Stool samples were thawed on ice and DNA extraction was performed using Qiagen QIAamp DNA pool Mini kit (Qiagen) according to the manufacturer's instructions. The extract was treated with DNase-free RNase to eliminate RNA contamination. The amount of DNA was determined using a NanoDrop spectrophotometer, a Qubit fluorometer (with Quant-iTTMdsDNA BR assay kit) and gel electrophoresis.

1.3 DNA library construction and sequencing of fecal samples

DNA library construction was performed according to the manufacturer's instructions (Illumina, insert size 350bp, read length 100 bp). The inventors performed cluster generation, template hybridization, isothermal amplification, linearization, blocking and denaturation, and hybridization of sequencing primers using the same workflow as previously described. The inventors constructed a paired-end (PE) library with an insert size of 350bp for each sample, followed by high throughput sequencing to obtain about 3 million PE reads 2x100 bp in length. High quality reads are obtained by filtering low quality reads with indeterminate "N" bases, linker contamination, and human DNA contamination from Illumina raw reads and by simultaneously cleaving the low quality terminal bases of the reads.

The inventors output fecal microbiota sequencing data (high quality clean data) of about 5.9Gb per sample in total from 158 samples (78 cases and 80 controls) on the Illumina HiSeq 2000 platform (table 1).

Table 1 metagenomic data summary. The fourth column reports the results from the Wilcoxon rank sum test.

1.4 metagenomic data processing and analysis

1.4.1 read alignment

The present inventors used a newer human intestinal gene catalog established by Li, J.et al, An integrated catalog of reference genes in the human gut genome. Nat.Biotechnol. (2014) (incorporated herein by reference) and aligned high quality reads to the newer human intestinal gene catalog with An alignment standard identity ≧ 90. The average read alignments are shown in table 1. This alignment is close to the sample in Li, j, et al, 2014, supra, indicating that this alignment is sufficient for further studies. After read alignment, the inventors derived a gene profile (9.9Mb gene) from the alignment results using the same method as Li, j. et al, 2014, supra.

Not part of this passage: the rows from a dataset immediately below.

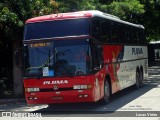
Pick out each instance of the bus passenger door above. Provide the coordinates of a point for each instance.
(98, 70)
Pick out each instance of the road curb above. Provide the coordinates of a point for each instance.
(3, 101)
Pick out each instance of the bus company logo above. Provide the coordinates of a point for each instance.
(55, 82)
(136, 51)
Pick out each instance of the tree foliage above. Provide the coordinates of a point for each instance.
(14, 13)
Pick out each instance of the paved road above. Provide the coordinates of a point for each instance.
(146, 99)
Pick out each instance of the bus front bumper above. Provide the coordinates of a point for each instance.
(60, 97)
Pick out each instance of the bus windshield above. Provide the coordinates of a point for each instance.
(57, 58)
(57, 28)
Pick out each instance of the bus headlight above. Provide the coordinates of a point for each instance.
(82, 87)
(32, 89)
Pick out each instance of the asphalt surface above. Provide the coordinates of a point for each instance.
(127, 103)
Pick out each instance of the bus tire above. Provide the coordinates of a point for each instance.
(107, 92)
(137, 79)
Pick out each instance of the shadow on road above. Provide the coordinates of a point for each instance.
(117, 101)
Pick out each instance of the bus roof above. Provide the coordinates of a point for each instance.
(80, 14)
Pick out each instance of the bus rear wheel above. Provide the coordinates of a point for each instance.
(107, 94)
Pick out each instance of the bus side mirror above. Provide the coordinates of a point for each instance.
(17, 57)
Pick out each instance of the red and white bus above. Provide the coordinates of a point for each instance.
(83, 56)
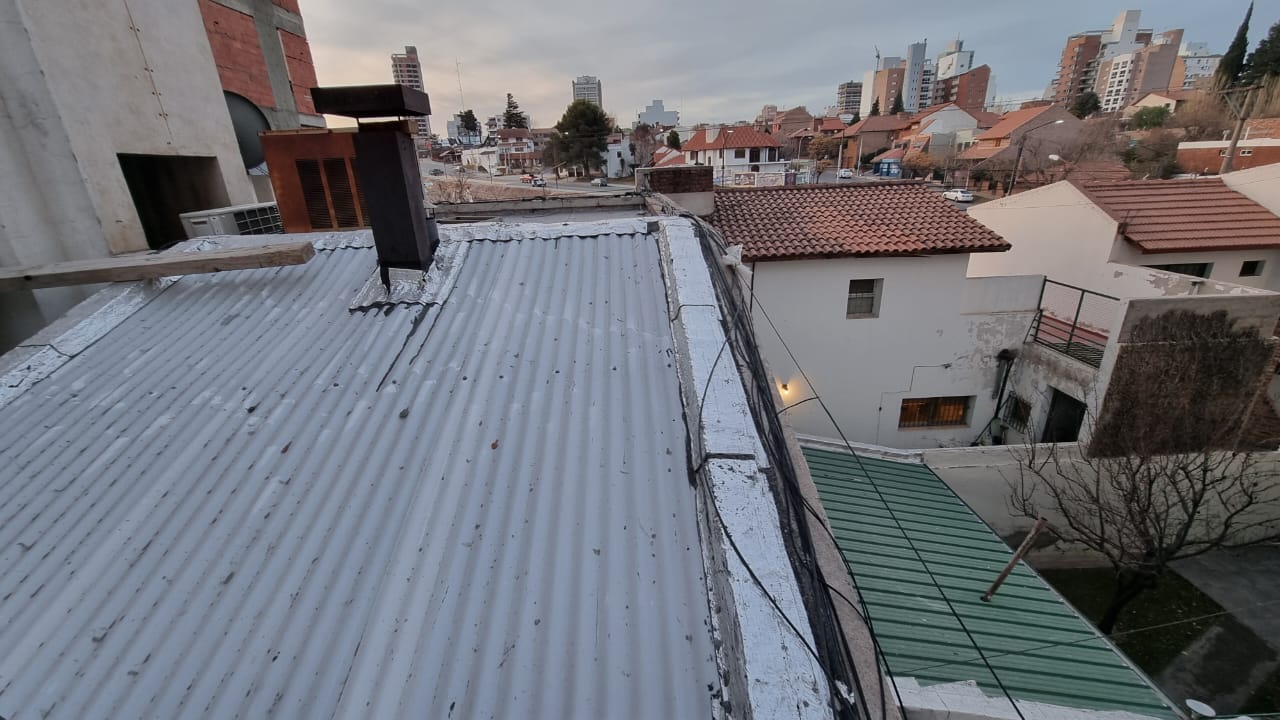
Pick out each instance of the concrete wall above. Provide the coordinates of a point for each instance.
(937, 335)
(1055, 231)
(78, 87)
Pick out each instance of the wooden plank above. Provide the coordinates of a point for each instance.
(150, 267)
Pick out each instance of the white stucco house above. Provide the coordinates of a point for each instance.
(732, 151)
(1216, 228)
(867, 286)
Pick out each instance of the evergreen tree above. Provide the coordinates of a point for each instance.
(1264, 63)
(1232, 65)
(583, 135)
(512, 117)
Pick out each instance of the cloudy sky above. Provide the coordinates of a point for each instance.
(714, 60)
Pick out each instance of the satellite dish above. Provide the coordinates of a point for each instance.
(1201, 710)
(247, 121)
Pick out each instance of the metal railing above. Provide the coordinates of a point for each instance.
(1074, 322)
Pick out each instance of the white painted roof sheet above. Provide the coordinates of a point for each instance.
(248, 501)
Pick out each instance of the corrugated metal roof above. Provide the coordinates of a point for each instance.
(919, 634)
(246, 500)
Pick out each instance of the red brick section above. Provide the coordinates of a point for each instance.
(237, 53)
(1184, 214)
(302, 69)
(865, 219)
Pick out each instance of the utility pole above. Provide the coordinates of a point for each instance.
(1242, 114)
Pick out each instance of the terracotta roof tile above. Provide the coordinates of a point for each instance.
(1184, 214)
(835, 220)
(736, 136)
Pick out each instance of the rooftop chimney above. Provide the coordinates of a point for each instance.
(403, 224)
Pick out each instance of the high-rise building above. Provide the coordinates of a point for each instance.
(588, 87)
(1078, 67)
(849, 98)
(1194, 63)
(406, 69)
(954, 60)
(657, 114)
(967, 90)
(1125, 77)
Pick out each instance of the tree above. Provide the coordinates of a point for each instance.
(1230, 68)
(1170, 470)
(512, 117)
(1086, 104)
(1150, 118)
(583, 135)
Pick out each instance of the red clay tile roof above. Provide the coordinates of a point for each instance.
(878, 123)
(840, 220)
(1184, 214)
(1011, 121)
(737, 136)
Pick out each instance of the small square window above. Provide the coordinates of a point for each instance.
(863, 299)
(1251, 268)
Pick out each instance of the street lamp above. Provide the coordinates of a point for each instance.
(1018, 162)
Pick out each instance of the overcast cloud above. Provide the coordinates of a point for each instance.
(714, 60)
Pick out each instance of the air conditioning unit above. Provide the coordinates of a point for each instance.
(259, 218)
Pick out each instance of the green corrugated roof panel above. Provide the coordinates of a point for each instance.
(920, 637)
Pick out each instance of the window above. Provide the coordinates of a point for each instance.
(1197, 269)
(935, 411)
(1018, 413)
(1251, 268)
(863, 299)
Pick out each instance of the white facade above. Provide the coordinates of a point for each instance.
(656, 114)
(589, 87)
(78, 89)
(407, 71)
(954, 62)
(1056, 231)
(936, 333)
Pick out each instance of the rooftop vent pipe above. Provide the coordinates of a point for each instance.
(403, 223)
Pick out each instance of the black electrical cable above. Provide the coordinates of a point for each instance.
(892, 515)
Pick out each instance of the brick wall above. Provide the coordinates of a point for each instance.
(237, 53)
(302, 69)
(1198, 159)
(668, 181)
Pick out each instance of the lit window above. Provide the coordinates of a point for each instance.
(863, 299)
(1251, 268)
(935, 411)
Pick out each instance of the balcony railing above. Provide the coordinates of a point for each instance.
(1074, 322)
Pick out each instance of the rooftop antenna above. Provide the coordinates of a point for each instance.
(462, 101)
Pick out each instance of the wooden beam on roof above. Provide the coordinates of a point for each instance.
(150, 267)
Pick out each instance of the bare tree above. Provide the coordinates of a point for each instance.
(1171, 469)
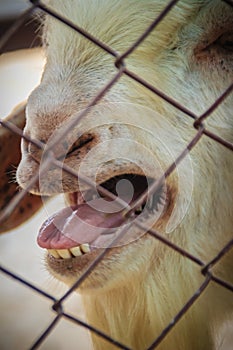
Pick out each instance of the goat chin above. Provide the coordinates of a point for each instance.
(140, 285)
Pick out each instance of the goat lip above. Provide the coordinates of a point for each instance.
(89, 221)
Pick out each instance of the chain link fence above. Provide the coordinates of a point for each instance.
(202, 131)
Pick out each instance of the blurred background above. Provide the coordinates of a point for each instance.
(25, 314)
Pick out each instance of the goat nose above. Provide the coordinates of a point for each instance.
(63, 149)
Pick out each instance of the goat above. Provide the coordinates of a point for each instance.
(134, 135)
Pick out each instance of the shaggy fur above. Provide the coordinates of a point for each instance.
(139, 287)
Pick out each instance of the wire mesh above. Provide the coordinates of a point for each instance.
(206, 268)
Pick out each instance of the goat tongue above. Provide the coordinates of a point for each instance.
(83, 223)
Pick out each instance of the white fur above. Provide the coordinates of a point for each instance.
(138, 288)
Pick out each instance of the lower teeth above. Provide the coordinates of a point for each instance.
(69, 253)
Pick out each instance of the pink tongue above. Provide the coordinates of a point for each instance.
(84, 223)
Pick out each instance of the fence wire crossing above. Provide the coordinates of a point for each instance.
(206, 268)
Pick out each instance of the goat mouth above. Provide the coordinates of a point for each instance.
(92, 219)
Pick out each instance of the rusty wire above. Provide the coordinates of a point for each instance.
(202, 131)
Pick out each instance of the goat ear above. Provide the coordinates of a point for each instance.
(10, 155)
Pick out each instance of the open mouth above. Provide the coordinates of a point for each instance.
(92, 218)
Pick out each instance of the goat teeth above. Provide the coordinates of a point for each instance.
(76, 251)
(85, 248)
(54, 253)
(138, 209)
(64, 253)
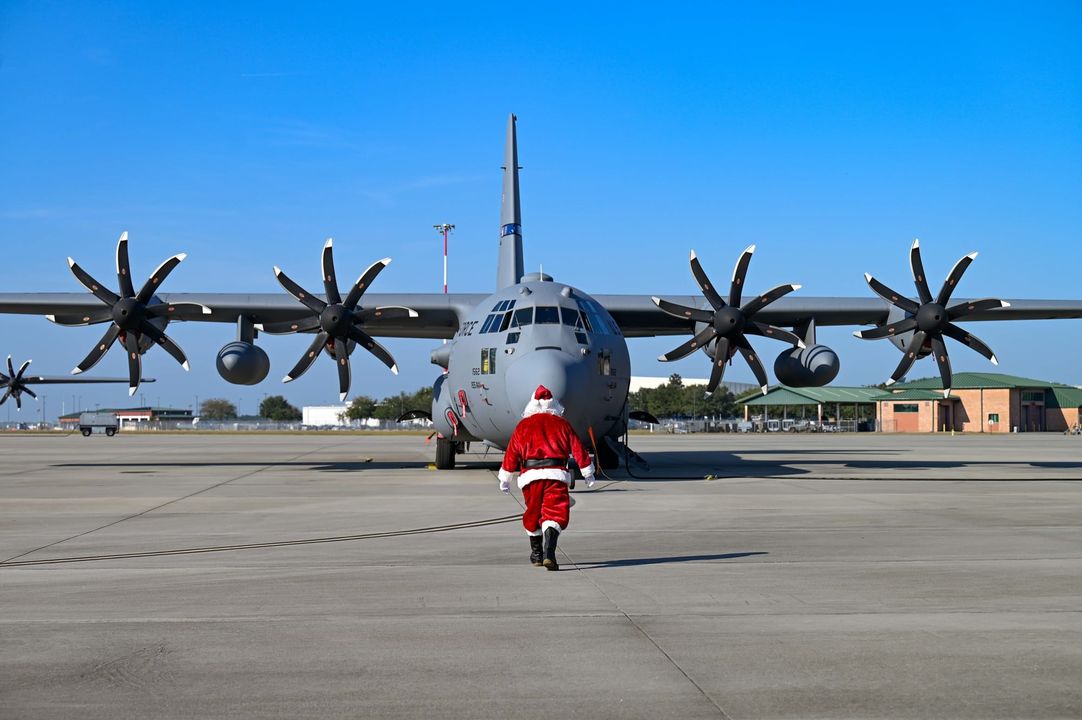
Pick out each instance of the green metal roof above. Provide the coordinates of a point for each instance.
(913, 393)
(978, 380)
(1063, 396)
(786, 395)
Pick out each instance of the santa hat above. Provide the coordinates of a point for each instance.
(542, 402)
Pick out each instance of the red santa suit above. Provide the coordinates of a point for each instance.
(538, 452)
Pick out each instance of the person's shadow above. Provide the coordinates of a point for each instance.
(631, 562)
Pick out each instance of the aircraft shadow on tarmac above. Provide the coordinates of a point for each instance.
(664, 467)
(632, 562)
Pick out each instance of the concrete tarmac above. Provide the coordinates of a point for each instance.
(744, 576)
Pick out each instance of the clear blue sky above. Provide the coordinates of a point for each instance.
(830, 134)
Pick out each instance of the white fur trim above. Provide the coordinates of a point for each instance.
(543, 473)
(550, 406)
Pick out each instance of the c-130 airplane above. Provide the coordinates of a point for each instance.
(531, 330)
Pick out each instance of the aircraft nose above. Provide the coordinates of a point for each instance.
(565, 375)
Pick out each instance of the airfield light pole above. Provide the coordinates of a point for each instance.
(445, 230)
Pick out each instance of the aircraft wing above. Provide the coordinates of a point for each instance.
(62, 380)
(438, 315)
(640, 317)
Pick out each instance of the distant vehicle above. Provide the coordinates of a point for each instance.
(106, 422)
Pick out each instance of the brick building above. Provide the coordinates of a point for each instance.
(979, 402)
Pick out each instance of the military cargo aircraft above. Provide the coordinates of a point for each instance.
(530, 330)
(14, 383)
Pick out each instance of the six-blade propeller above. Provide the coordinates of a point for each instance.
(337, 322)
(728, 324)
(14, 385)
(130, 313)
(931, 318)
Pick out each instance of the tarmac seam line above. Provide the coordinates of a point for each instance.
(158, 507)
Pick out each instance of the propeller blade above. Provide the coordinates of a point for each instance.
(124, 267)
(364, 282)
(315, 304)
(753, 363)
(775, 332)
(762, 301)
(895, 299)
(689, 347)
(384, 313)
(704, 285)
(971, 341)
(721, 360)
(953, 277)
(330, 284)
(920, 279)
(90, 317)
(343, 362)
(683, 312)
(177, 310)
(134, 362)
(942, 360)
(963, 309)
(368, 343)
(308, 357)
(158, 276)
(287, 327)
(166, 342)
(889, 330)
(739, 274)
(102, 293)
(99, 350)
(909, 357)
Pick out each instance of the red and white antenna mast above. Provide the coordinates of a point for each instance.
(445, 230)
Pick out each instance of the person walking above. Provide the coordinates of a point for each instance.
(538, 453)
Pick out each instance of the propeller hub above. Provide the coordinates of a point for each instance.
(729, 321)
(932, 317)
(129, 313)
(335, 319)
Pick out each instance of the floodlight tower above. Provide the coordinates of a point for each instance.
(445, 230)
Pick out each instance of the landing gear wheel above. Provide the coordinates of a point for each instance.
(607, 458)
(445, 454)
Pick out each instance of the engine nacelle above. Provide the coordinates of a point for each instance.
(808, 367)
(242, 363)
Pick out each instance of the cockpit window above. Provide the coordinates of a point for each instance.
(546, 315)
(523, 317)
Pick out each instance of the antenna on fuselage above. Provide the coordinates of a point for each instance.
(510, 271)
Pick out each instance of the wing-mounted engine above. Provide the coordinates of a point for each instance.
(924, 322)
(137, 319)
(337, 323)
(722, 330)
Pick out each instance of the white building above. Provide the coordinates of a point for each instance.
(325, 415)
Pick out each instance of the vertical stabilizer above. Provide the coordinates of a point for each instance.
(510, 270)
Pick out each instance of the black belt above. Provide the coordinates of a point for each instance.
(545, 462)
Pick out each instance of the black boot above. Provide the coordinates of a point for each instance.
(550, 548)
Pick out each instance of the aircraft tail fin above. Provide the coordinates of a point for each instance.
(510, 271)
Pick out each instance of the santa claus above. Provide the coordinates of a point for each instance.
(538, 453)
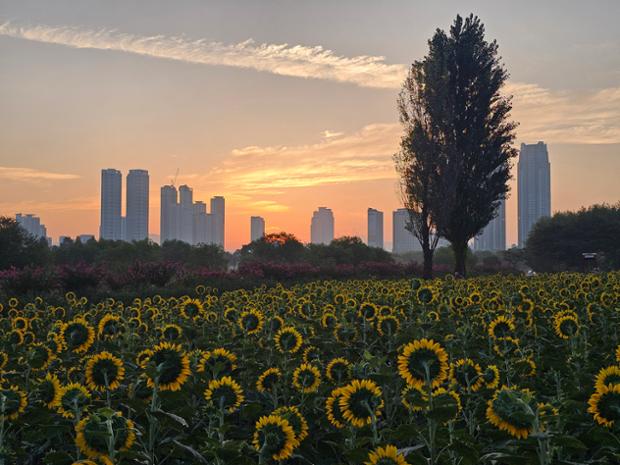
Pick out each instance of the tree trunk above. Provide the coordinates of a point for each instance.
(427, 272)
(460, 256)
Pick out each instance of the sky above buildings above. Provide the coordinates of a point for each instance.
(280, 106)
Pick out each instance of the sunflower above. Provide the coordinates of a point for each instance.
(109, 326)
(328, 320)
(274, 437)
(566, 324)
(288, 340)
(219, 362)
(104, 371)
(446, 404)
(414, 398)
(604, 405)
(306, 378)
(338, 370)
(361, 401)
(425, 295)
(387, 325)
(268, 379)
(13, 402)
(546, 412)
(171, 332)
(506, 345)
(512, 410)
(367, 311)
(49, 391)
(77, 335)
(467, 374)
(491, 377)
(332, 408)
(96, 433)
(192, 309)
(74, 397)
(421, 359)
(251, 321)
(171, 367)
(501, 327)
(345, 333)
(387, 455)
(224, 393)
(296, 420)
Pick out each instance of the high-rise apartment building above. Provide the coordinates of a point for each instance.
(137, 206)
(169, 214)
(111, 193)
(322, 226)
(188, 221)
(403, 240)
(534, 180)
(375, 228)
(32, 225)
(218, 210)
(493, 236)
(257, 228)
(186, 214)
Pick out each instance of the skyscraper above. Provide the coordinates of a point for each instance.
(137, 211)
(534, 178)
(111, 193)
(169, 215)
(201, 234)
(32, 225)
(403, 240)
(186, 214)
(322, 226)
(219, 218)
(493, 236)
(257, 228)
(375, 228)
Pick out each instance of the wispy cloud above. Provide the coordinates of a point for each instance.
(283, 59)
(33, 175)
(552, 115)
(579, 117)
(361, 156)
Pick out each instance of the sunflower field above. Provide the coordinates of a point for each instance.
(489, 370)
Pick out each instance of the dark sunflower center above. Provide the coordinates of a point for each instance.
(170, 365)
(104, 369)
(421, 360)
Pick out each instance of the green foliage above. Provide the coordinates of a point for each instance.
(556, 243)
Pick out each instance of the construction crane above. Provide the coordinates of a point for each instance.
(174, 181)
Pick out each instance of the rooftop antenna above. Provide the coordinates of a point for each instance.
(174, 181)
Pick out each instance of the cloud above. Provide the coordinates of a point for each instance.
(578, 117)
(551, 115)
(362, 156)
(32, 175)
(282, 59)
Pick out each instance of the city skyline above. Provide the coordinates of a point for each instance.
(80, 95)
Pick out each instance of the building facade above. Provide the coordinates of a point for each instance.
(534, 187)
(403, 240)
(218, 210)
(493, 236)
(322, 226)
(375, 228)
(111, 194)
(257, 228)
(32, 225)
(137, 206)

Taxonomic assignment of genes. The internally developed protocol (pipeline) described in published papers (Li, j. et al, 2014, supra) was used for taxonomic assignment of predicted genes.

1.4.2 data File construction

Gene profiling. Based on the results of the read alignment, the inventors calculated relative gene abundance using the same method described in the published T2D paper (Qin et al, 2012, supra).

1.4.3 analysis of factors affecting the genetic profile of gut microbiota. Based on the gene profile, the inventors used non-parametric multivariate analysis of variance (PERMANOVA) to assess the impact of 6 clinical parameters, including age, gender, height, weight, BMI, and obesity. The inventors performed the analysis using the method implemented in the "vegan" package in R, and obtained the substituted (permuted) p values by 10,000 substitutions (permutation). The inventors also used the Benjamini-Hochberg method to correct multiple tests with "p.adjust" in R to obtain the q value for each test. PERMANOA identified three important factors (based on gene profiling) associated with gut microbiota (q <0.05, Table 2). Analysis showed that body weight, BMI and obesity status are strongly correlated markers, demonstrating that disease (obesity) status is a major determinant affecting the composition of the gut microbiota.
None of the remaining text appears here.